Metabolic acidosis with increased anion gap due to 5-oxoprolinuria with concomitant use of acetaminophen and flucloxacillin 5-oxoprolinuria is a relatively rare metabolic disorder in which there is accumulation of 5-oxoproline leading to a high anion gap metabolic acidosis. The acquired form is usually caused by simultaneous use of acetaminophen (also known as paracetamol) and flucloxacillin, which is not uncommon. The exact incidence and prevalence of the acquired form are not known. This disorder is most likely under-reported as the test used for diagnosis is not always performed nor easy accessible. Diagnosing 5-oxoprolinuria requires testing urine or serum of a patient for the presence of organic acids, which are highly elevated in 5-oxoprolinuria.
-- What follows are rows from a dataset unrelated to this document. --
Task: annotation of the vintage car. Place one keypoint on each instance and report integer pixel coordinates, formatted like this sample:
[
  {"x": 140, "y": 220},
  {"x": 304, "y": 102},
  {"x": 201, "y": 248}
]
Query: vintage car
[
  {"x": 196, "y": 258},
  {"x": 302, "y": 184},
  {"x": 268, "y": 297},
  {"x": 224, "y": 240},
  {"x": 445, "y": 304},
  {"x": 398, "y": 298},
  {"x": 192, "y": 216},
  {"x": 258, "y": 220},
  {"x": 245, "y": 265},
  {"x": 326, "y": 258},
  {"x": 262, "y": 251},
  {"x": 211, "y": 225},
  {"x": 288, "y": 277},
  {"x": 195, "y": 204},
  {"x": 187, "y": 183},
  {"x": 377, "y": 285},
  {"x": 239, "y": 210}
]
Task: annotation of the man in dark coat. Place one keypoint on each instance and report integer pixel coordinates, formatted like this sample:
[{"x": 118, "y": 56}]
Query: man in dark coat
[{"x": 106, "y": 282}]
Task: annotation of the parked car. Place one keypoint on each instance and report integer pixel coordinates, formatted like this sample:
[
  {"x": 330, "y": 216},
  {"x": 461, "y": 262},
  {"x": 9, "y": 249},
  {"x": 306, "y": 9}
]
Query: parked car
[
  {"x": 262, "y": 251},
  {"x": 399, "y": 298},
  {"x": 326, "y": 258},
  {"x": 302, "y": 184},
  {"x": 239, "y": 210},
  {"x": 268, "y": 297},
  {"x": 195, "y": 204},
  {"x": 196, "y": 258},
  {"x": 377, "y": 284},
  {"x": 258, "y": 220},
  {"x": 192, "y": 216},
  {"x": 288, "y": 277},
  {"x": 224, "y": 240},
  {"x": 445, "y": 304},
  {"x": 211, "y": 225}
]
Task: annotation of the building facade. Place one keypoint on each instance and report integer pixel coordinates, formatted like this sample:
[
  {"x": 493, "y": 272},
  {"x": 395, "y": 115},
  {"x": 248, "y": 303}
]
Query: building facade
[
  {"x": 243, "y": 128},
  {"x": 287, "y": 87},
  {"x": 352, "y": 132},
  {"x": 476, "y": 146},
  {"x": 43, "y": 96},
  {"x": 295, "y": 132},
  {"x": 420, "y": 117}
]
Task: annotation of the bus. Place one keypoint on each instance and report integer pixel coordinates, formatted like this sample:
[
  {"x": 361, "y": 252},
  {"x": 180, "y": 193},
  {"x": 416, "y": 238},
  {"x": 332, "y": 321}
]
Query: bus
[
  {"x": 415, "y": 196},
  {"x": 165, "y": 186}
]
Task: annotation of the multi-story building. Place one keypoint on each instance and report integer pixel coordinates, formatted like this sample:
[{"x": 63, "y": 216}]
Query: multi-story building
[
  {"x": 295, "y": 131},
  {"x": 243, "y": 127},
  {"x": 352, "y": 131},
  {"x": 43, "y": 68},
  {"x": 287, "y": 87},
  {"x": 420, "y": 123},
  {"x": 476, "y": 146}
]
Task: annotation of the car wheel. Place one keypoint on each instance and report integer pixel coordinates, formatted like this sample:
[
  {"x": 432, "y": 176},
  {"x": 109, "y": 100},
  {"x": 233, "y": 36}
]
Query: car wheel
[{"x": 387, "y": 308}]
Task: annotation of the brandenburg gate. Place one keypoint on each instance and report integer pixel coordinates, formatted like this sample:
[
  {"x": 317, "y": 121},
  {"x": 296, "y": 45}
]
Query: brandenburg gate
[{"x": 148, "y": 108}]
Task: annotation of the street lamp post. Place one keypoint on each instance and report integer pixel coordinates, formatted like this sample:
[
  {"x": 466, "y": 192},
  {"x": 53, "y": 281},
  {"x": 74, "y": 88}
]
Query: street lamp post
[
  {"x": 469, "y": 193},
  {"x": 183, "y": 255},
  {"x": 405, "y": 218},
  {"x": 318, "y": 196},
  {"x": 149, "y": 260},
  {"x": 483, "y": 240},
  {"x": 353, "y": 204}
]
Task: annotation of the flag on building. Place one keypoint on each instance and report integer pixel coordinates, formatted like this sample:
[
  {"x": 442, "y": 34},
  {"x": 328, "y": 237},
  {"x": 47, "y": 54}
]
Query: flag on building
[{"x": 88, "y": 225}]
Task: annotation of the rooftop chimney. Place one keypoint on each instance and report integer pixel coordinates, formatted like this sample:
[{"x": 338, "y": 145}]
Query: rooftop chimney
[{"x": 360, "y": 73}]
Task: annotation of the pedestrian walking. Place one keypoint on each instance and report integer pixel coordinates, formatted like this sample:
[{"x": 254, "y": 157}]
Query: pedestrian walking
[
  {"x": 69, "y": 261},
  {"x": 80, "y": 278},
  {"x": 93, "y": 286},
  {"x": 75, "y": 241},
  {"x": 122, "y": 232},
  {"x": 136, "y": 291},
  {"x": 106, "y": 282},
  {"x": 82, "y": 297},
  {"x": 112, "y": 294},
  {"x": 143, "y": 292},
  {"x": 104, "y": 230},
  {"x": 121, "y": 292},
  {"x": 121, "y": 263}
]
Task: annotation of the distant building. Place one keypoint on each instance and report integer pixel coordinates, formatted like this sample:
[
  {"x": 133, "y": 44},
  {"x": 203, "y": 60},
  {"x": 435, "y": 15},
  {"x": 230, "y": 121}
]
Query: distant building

Due to the relative rareness of the disorder, cases are easily missed. 5-oxoprolinuria should always be suspected in a patient with unexplained high anion gap metabolic acidosis and/or therapy with flucloxacillin with or without the concomitant use of acetaminophen. Treating 5-oxoprolinuria is straightforward and consists of stopping the offending drug(s) which mostly leads to a spontaneous recovery. Treatment with sodium bicarbonate and/or N-acetylcysteine are also described in the literature, but at present there is not sufficient evidence supporting their use.